A New Cabin, an Old Name

As previously mentioned, we made the decision to have a new cabin built as we discovered bodge after bodge by a previous owner and it became apparent that we would need to spend a considerable amount of time, effort and money putting them right. Se we decided to spend a considerable amount of money (but someone elses time and effort) on removing the old cabin and building a new one.

The boat originally only had a small "boatman's cabin" at the rear (or the stern in boating lingo) and the rest was left open to the elements. This allowed passengers in the eighties to trail their fingers in the water, look at their reflections as the bow wave rippled across the canal, and throw sticks at ducks. So a previous owner decided he'd do the good thing and build his own cabin. Despite little knowledge of boat building, welding, steel work, or - as far as we can see - any real understanding of logic or reason he went and built a cabin, deck, and a strange lump.

I don't have any photos of the boat as it was, but I did draw it in Sketchup, so to illustrate:
The John Gray complete with old cabin, Harley deck, and Front lump
As you can see, going from left to right (back of the boat to the front or stern to bow) we have the original boatman's cabin, a gap, the main cabin (with 3 portholes), a long front deck, and a strange front cabin lump.
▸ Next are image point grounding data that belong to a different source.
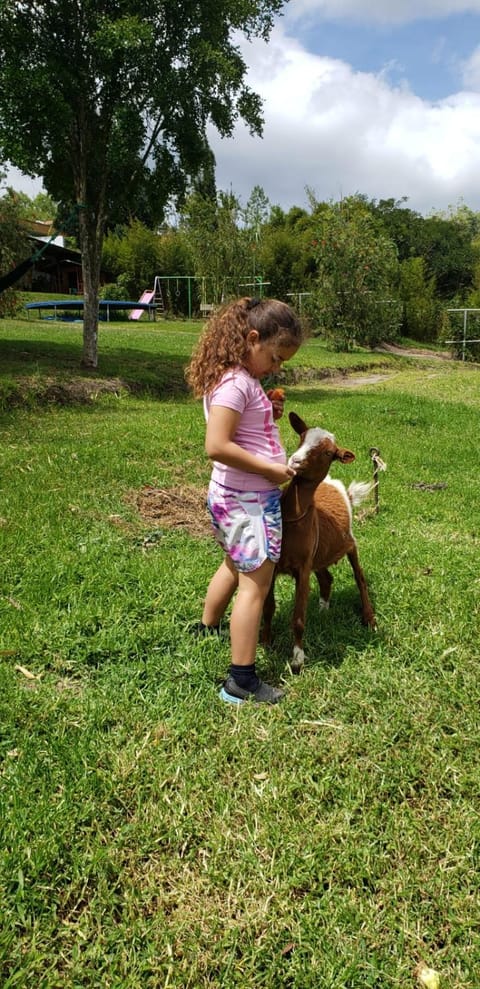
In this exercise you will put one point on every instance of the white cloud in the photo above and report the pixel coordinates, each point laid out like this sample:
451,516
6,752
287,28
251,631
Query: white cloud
20,182
340,131
380,11
471,71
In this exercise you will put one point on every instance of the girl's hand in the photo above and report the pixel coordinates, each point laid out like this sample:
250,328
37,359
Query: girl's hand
277,398
279,473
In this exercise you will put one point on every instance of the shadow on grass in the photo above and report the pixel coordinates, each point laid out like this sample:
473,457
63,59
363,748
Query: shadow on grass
48,372
328,634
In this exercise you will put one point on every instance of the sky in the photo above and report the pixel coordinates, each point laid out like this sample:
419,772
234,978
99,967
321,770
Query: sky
383,102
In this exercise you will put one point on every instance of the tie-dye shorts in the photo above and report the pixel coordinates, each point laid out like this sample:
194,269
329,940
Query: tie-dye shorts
247,524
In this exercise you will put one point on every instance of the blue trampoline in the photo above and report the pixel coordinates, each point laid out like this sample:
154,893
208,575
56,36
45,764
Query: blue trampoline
105,307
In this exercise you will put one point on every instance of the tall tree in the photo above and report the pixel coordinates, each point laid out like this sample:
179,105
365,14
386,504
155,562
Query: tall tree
109,100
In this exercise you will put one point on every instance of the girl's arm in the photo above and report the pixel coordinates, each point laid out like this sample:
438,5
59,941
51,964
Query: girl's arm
222,425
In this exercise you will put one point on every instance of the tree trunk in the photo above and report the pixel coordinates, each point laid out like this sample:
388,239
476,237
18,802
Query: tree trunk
91,237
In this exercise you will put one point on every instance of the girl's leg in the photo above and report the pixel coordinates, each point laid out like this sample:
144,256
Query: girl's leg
253,588
220,591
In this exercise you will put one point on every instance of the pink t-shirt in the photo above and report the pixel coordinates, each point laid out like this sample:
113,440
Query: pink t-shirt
257,432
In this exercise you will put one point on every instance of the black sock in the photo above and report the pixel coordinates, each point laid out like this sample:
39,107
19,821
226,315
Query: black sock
245,676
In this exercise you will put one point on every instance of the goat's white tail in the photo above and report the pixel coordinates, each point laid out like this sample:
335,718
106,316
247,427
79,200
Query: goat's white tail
359,490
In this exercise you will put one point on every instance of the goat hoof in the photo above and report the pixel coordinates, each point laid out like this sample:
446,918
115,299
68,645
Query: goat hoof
298,660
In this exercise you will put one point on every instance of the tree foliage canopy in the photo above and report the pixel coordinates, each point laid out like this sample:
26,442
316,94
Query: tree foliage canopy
109,100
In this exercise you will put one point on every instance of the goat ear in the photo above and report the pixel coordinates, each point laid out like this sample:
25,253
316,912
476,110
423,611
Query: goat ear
345,456
297,424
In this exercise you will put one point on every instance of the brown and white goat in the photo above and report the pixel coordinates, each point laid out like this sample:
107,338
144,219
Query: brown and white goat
317,530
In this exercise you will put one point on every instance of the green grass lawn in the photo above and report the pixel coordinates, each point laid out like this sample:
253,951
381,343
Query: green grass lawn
152,836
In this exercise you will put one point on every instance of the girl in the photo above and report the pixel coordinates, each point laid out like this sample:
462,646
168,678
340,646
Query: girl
242,343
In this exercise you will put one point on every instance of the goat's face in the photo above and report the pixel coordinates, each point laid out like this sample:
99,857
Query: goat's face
316,452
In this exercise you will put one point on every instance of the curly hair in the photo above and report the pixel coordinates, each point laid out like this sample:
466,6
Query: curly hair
223,343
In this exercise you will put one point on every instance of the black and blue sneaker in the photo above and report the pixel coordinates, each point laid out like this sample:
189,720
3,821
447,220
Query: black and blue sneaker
263,694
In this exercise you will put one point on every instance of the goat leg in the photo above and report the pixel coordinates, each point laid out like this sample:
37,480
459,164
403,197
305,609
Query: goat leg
368,614
302,588
325,581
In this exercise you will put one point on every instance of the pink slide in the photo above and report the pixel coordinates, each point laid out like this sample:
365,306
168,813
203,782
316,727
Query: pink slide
146,297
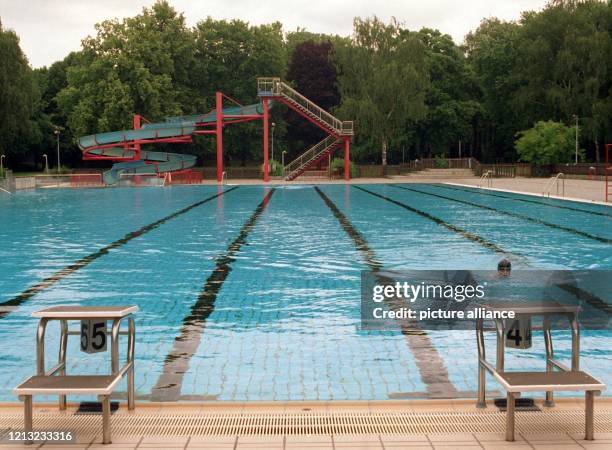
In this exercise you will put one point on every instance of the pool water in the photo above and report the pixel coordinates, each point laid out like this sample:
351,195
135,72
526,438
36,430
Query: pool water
284,324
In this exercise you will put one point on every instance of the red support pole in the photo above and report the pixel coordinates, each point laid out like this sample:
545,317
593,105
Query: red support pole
137,118
219,133
347,159
266,116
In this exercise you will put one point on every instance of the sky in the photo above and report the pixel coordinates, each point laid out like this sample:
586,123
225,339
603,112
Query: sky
50,29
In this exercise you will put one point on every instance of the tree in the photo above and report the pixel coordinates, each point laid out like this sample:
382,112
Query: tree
19,98
382,81
139,65
565,55
493,56
313,73
546,143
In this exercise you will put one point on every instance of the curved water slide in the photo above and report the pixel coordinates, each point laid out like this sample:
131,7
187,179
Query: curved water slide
125,146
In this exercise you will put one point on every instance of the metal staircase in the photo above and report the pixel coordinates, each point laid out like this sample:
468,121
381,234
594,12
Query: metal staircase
336,129
310,157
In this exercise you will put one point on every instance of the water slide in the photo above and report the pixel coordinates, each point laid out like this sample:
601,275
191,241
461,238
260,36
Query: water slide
124,146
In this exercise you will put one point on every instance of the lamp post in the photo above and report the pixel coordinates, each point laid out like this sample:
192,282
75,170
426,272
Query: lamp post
272,146
57,133
576,158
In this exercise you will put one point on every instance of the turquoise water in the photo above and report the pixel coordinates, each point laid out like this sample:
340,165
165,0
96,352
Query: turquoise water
285,323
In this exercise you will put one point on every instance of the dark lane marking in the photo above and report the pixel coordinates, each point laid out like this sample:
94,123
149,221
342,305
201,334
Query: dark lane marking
581,294
63,273
511,214
481,192
431,367
176,364
473,237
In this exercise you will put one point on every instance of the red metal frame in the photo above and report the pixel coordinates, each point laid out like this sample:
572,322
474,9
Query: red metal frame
208,128
331,132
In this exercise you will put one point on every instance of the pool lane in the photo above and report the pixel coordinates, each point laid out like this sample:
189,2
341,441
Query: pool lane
457,349
598,210
176,363
542,246
162,273
432,370
43,231
83,262
509,213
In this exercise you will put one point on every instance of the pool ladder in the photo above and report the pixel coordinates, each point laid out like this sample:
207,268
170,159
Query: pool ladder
554,181
486,177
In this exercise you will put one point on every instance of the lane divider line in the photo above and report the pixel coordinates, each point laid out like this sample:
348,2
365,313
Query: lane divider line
511,214
430,365
524,200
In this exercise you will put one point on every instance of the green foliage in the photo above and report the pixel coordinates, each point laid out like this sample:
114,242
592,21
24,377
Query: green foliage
546,143
382,81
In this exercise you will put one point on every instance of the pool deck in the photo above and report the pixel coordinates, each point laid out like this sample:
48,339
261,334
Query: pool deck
415,424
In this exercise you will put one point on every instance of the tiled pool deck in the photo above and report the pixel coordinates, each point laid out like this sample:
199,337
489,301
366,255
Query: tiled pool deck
435,424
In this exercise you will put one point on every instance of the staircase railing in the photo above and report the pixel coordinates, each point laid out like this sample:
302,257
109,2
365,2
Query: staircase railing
486,178
309,155
554,181
275,87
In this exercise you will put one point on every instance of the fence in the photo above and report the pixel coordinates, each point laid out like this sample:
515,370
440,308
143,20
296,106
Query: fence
441,163
505,170
185,177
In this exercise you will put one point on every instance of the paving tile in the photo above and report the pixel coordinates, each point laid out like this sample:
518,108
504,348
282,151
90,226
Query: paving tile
546,438
493,445
362,438
557,446
359,446
120,439
408,445
594,445
318,439
221,442
496,437
113,446
454,446
412,437
309,447
154,440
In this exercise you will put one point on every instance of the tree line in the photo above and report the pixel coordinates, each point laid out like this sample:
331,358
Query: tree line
412,94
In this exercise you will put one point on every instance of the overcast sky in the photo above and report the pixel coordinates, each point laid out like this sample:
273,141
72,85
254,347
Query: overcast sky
50,29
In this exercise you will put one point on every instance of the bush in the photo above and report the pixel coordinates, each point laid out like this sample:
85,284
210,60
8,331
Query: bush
546,143
441,161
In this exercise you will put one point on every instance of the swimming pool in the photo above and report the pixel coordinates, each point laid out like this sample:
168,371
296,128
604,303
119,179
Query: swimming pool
263,283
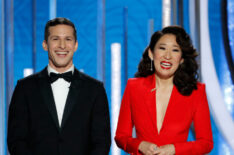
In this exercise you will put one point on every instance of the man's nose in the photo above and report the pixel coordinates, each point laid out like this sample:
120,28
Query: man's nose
62,44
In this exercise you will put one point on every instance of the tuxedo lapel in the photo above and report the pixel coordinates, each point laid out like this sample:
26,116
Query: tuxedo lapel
74,96
46,91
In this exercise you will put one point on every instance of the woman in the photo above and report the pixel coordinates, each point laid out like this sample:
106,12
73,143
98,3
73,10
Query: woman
165,99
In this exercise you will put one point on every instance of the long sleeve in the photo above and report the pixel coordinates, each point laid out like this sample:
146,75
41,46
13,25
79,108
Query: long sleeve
100,130
123,136
201,119
18,134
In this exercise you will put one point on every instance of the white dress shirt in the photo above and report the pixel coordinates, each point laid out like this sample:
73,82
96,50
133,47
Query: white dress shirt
60,90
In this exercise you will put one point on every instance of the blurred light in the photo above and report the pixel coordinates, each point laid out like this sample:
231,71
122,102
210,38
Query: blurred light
115,91
166,15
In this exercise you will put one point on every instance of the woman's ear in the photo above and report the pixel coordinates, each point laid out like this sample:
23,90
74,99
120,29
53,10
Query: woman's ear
150,54
44,45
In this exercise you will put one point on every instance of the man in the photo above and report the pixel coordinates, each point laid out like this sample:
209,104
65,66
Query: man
59,114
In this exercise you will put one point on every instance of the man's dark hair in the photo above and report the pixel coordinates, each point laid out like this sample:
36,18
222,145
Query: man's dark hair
58,21
185,78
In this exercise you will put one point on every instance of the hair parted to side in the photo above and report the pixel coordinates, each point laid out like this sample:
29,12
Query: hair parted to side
185,78
58,21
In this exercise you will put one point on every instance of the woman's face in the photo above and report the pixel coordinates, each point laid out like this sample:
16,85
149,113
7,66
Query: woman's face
167,56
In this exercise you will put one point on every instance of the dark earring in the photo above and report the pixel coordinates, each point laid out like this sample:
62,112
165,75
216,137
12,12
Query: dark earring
151,65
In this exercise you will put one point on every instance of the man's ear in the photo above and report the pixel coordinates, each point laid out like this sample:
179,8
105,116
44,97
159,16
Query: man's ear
150,54
44,45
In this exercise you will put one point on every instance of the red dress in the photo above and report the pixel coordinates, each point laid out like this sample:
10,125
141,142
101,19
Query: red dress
138,108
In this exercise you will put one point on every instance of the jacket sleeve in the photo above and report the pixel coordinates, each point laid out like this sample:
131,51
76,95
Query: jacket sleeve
18,133
123,136
100,130
202,125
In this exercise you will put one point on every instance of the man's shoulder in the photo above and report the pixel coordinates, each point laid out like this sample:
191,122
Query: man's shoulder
33,77
88,79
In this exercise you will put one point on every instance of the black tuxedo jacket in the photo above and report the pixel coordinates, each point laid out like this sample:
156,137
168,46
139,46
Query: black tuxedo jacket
33,127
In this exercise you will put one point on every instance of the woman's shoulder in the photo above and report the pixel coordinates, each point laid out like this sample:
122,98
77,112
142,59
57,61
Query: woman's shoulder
139,80
201,88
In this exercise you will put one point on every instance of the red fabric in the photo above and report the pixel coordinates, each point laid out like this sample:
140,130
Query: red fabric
138,108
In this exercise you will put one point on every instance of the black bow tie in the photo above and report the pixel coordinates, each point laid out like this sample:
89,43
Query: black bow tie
66,76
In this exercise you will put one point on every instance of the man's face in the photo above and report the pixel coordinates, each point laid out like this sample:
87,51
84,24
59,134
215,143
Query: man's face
61,46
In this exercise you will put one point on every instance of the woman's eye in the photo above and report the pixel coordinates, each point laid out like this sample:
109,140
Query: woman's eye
176,50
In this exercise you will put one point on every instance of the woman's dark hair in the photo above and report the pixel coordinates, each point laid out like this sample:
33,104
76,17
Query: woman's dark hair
185,78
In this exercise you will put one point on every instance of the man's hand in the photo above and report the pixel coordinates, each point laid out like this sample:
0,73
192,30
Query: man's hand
147,148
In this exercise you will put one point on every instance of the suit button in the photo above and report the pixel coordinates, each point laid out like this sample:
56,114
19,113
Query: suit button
60,140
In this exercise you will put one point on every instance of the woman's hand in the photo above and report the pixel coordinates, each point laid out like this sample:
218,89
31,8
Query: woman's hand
147,148
165,150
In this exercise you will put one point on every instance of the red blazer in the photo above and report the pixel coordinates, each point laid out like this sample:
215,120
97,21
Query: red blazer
138,108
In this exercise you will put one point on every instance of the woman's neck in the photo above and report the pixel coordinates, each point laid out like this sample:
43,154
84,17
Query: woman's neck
163,83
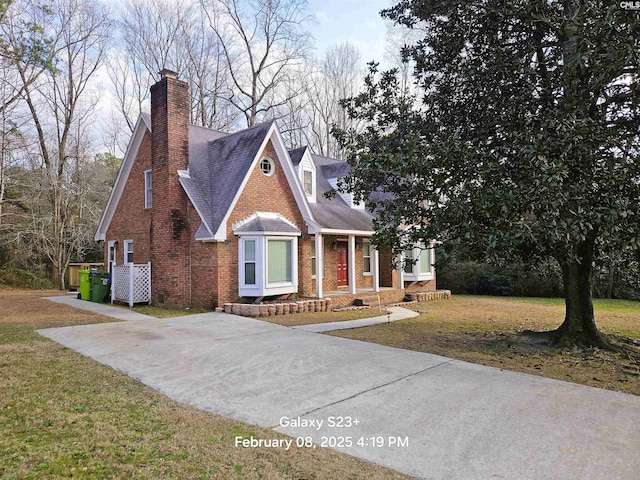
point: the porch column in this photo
(375, 261)
(319, 264)
(352, 264)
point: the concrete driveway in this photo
(424, 415)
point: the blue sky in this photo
(356, 21)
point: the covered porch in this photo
(350, 265)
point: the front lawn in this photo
(63, 415)
(486, 330)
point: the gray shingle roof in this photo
(335, 213)
(217, 169)
(296, 155)
(219, 162)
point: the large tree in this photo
(523, 140)
(263, 41)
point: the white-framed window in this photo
(249, 262)
(267, 264)
(366, 257)
(418, 263)
(128, 251)
(148, 198)
(313, 258)
(267, 166)
(307, 182)
(279, 261)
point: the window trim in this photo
(280, 283)
(415, 273)
(272, 166)
(244, 261)
(262, 286)
(148, 188)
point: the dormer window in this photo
(266, 165)
(308, 182)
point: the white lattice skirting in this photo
(131, 283)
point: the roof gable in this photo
(215, 180)
(143, 125)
So what's wrong with this? Well the gap between original cabin and new lets in the rain. Given the nature of the weather in this fair isle that's a lot of rain. Additionally, the deck at the front makes access to the "front cabin lump thing" a bit of a crawl. But we thought we could deal with these.

Until we started stripping out the interior lining and found that the rooflights were leaking significant amounts of water and to fix this would mean cutting through the roof supports to fit an upstand.

Until we found that the cabin sides came down onto a horizontal plate which had caused condensation to pool and rust to form (this is a very obvious error on the part of the cabin builder).

Until we realised that the rear bulkhead wasn't really attached to anything and had rusted clean through where the aforementioned rain had been coming in between the two cabins.

Until we came to the conclusion that no matter how much you polish a turd, a turd it remains.

Now, perhaps I'm being a little unfair. This guy obviously didn't really know what he was doing but still managed to build a serviceable cabin, and a big deck to park his Harley on. Maybe he meant to ignore common sense and not bother to weld the whole thing down to the hull?

Either way we disagreed with the design decisions and cutting off the old cabin began at the beginning of the month...


Johnny and Ginge (on the roof) start cutting out the side panels

Progress being made, Ginge still on the roof

"Darling, should these sparks be flying here?"

Only the framing remains

Someone left the door open!
The new cabin is well underway but that's a subject for another evening. When we re-launch the boat she'll be renamed from Muse to John Gray, the original name, to keep some of the history (and that's another subject for another evening).